Beschaulicher Jean-Claude Gallotta aus Genoble. Eineinviertel dichte Stunden lang lässt er in „Von Menschen, die tanzen“ tragikomisch und agil zehn Darsteller verschiedener Altersstufen und Nationalität einfach tanzen, reden, spielen, aus Liebe, in Erinnerung an die Jugend, Freude an der Gegenwart, Vorschau auf die Zukunft: den Tod. Ein quirliger Parlierer fährt immer wieder dazwischen, trennt und bündelt die Duette und Ensembles. Sind die Tänzer angekommen, fragt er zum Schluss der heiter nachdenklichen, so menschlichen Melange.

Inhaltlich arbeiten auch die Amerikanerin Meg Stuart und der Österreicher Philipp Gehmacher in „Maybe Forever“, dem emotional furiosen Festivalfinale. Wiederholt proben ihre Figuren, isoliert, verschlossen, hilflos, in Augenblicksbildern Annäherung und Zweisamkeit, rutschen aus der Umarmung ab, nehmen neuen Anlauf. An der Unschärfe seiner Gefühle prallt ihr Wollen ab. Als er bereit wäre, ist es zu spät: Beim Gitarristen Niko Hafkenscheid, dessen melancholische Liedchen den Abend kolorieren, hat sie Zuflucht gefunden. Gehmachers sparsam zeichenhafte Bewegungssprache ergänzt sich hier geradezu symbiotisch mit Stuarts explosiverem Ausdruck.

Mit zwei Duetten traten der englische Tänzer Jonathan Burrows und der italienische Musiker Matteo Fargion in einen intelligenten, verschmitzten Dialog. „The Quiet Dance“ testet trickreich die Bewegungsreaktion des anderen auf Lautvorgaben, „Speaking Dance“ entwirft eine Verbalchoreografie aus Wortrhythmen, Sprachmusik und Volksliedern.

Düster vollzog sich Gisèle Viennes Festival-Debüt. In „Kindertotenlieder“ gestaltet die Französin einen Mix aus heidnischen Maskenritualen und Black-Metal-Zeremonien mit Neonazi-Einschlag. Eisig wie die Gefühle der Akteure ist die Schneelandschaft aus Tänzern und menschengroßen Puppen.
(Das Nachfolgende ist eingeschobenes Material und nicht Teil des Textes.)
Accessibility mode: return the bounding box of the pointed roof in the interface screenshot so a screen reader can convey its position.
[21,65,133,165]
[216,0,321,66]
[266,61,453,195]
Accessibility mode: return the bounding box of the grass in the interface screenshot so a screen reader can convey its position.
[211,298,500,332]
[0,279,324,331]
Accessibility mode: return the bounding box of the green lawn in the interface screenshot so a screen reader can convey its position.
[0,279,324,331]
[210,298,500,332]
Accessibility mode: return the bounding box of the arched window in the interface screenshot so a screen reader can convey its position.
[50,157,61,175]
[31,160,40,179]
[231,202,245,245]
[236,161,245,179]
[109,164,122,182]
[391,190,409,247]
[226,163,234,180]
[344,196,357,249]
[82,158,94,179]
E-Gitarre überdröhnt das beklemmende Zeitlupen-Porträt einer paralysierten, kapuzenversteckten Jugend, deren Überdruss nur Trinken und Töten kennt.
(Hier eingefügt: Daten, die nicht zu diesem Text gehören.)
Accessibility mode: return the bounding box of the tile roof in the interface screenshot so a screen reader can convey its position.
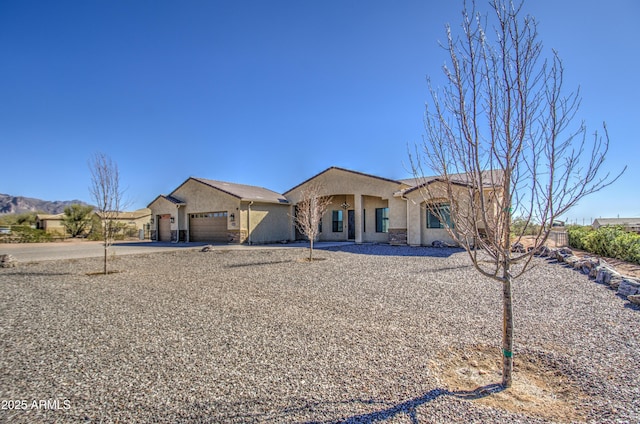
[191,177,289,204]
[284,166,402,194]
[399,170,502,194]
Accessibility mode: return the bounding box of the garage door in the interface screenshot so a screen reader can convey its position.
[189,212,229,243]
[158,215,171,241]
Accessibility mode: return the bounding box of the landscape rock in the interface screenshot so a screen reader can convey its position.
[618,277,640,298]
[0,255,18,268]
[596,265,621,284]
[511,243,526,253]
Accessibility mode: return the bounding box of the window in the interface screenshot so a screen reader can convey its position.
[331,211,342,233]
[376,208,389,233]
[427,203,453,228]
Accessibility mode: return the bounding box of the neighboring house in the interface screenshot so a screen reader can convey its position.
[591,218,640,234]
[36,213,67,236]
[95,208,151,237]
[148,177,291,244]
[148,167,502,246]
[36,208,151,237]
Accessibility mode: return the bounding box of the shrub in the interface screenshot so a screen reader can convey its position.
[11,225,53,243]
[567,225,640,264]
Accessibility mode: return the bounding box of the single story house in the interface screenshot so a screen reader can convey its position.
[591,218,640,234]
[148,177,291,244]
[36,208,151,237]
[36,213,67,236]
[148,167,502,246]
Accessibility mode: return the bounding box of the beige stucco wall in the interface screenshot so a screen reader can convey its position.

Deprimierend auch die Performance ihres Landsmanns Vincent Dupont: Befreiung durch Zerstörung, als sei die Aktionskunst der 1970er auferstanden. Profis und Amateure animiert in „Portrait Series Berlin“ der Belgier Michael Laub, ihre Lebensgeschichten zu erzählen.
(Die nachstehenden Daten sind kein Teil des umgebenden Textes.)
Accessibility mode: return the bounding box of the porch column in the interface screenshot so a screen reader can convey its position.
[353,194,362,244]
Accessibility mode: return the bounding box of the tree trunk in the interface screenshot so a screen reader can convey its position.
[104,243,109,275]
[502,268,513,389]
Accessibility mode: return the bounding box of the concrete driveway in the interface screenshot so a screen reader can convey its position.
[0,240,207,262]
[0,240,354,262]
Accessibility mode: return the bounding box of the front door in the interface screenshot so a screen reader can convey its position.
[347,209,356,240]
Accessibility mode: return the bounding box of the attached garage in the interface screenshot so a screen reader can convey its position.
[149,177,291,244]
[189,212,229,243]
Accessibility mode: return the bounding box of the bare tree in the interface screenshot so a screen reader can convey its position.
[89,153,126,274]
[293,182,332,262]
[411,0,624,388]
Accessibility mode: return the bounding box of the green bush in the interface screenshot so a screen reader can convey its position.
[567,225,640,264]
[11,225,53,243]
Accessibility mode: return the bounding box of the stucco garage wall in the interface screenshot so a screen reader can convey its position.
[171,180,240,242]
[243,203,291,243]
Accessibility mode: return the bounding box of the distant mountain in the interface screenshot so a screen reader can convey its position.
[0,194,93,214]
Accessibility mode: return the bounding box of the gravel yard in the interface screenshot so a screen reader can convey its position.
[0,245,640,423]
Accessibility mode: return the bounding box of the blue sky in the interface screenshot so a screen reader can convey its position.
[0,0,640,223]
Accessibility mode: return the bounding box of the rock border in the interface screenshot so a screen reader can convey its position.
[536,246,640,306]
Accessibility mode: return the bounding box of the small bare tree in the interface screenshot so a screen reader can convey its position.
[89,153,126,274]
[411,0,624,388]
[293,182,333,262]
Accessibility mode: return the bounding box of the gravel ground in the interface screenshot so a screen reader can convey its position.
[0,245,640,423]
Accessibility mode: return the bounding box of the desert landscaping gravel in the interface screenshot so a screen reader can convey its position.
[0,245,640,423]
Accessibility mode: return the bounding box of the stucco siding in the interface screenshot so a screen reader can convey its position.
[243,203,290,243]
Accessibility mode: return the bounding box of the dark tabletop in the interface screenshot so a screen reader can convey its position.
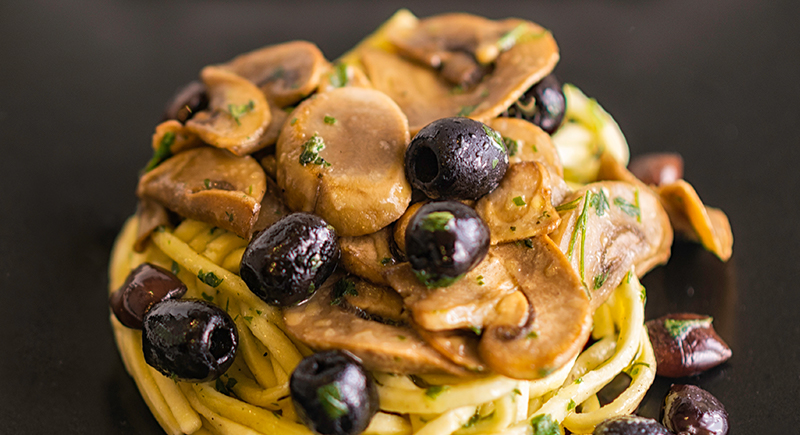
[0,0,800,434]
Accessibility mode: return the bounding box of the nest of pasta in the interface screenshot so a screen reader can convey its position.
[110,7,732,435]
Bleiben die übrigen Beiträge. Weder die amerikanische Alt-Avantgardistin Yvonne Rainer noch der französische Konzeptartist Xavier Le Roy wussten Strawinskis „Sacre du Printemps“ neue Aspekte abzuringen: Uraufführungs-Impressionen contra musikalisches Gebärden-Dolmetschen. Keersmaekers Solo „Keeping Still Part I“ bestach durch Licht und Raum, weniger durch die Bewegungsqualität, an Sarah Michelsons Klassisch-Verschnitt aus New York überzeugte einzig die bizarre Bühne. Die Frage der Ungarin Esther Salamon nach der eigenen Identität im Vergleich mit erfundenen Namensvettern strandete in Überlänge und Langatmigkeit, Nicola Mascias und Matan Zamirs ambitionierte Travestie „Ladies First“ in Belanglosigkeit. Wie es geht, bewiesen Mascias Kollegen Claudia de Serpa Soares und Grayson Millwood aus dem Umfeld von Sasha Waltz: „Edgar“, ihr adagioakrobatisch perfekt ausgetüfteltes Duo um einen fetten Kartonwelt-Bewohner mit Zirkus-Faible, überwältigt durch Fantasie, Fabeldichte, Theaterinstinkt.